Ces résultats résonnent fortement à quasiment une semaine de l’ouverture de la COP27. La question des compensations réclamées par les pays les plus vulnérables, disproportionnellement affectés quoique les moins responsables du changement climatique, devrait y être l’un des points de débat clé.

Les coûts entraînés par les canicules viennent de multiples secteurs: d’abord l’agriculture, avec par exemple des récoltes destinées à l’exportation moins abondantes. Les problèmes de santé entraînent aussi un poids pour le système de soin, et la surmortalité prive de main d’œuvre. Les travailleurs en extérieur, comme dans le secteur de la construction, sont moins productifs. Des infrastructures, comme des routes ou des rails, peuvent même parfois fondre, et bloquer les transports.

Pour leurs calculs, les chercheurs se sont concentrés sur les cinq jours de chaleur extrême chaque année. Ils ont mené leur étude au niveau régional, les vagues de chaleur étant des événements localisés.

« L’idée générale est de regarder les variations de chaleurs extrêmes, (…) et de voir dans quelle mesure cela se reflète dans les variations de la croissance économique » de chaque région, a expliqué Justin Mankin. « Puis, dans un second temps, on regarde comment le changement climatique causé par les humains a influencé ces chaleurs extrêmes », en s’appuyant sur des modèles internationaux.

Les résultats obtenus sont certainement sous-estimés, selon l’étude.
D’abord parce que la mesure choisie des cinq jours d’extrême chaleur par an ne reflète pas la fréquence accrue de ces vagues, ou leur durée. De plus, d’autres coûts, comme ceux des incendies rendus ainsi plus propices, ne sont pas pris en compte.

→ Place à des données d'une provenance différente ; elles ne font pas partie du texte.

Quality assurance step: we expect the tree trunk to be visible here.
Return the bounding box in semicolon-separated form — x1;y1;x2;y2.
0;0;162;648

Mais déjà, « le fait que les conséquences économiques de la chaleur extrême seule soient si grandes devrait tous nous faire réfléchir », estime le chercheur.
Les précédentes études sur le coût des vagues de chaleur s’étaient surtout concentrées sur certains secteurs.

Or, calculer l’impact économique global est primordial, selon les scientifiques.
« Vous devez savoir quels sont les coûts, pour avoir un cadre de référence auquel comparer le coût de l’action », explique Justin Mankin.

Par exemple: la mise en place de « lieux frais », de systèmes d’alertes, des services d’urgence renforcés, l’installation de climatiseurs… Les solutions temporaires et ciblées sur ces vagues de chaleur pourraient se révéler très rentables, selon l’étude.

« Ces cinq jours les plus chauds, ces 2% de l’année, ont un effet sur la production économique très important », dit Justin Mankin. Donc « les dividendes économiques d’une réponse à ces cinq jours les plus chauds pourraient se révéler élevés. »

Mais au-delà de l’adaptation à ce nouveau climat, « nous devons également énormément investir » pour combattre le changement climatique lui-même, souligne-t-il, en premier lieu via la baisse des émissions de gaz à effet de serre.
Et ce afin de ne pas voir les « coûts de l’inaction » exploser encore davantage.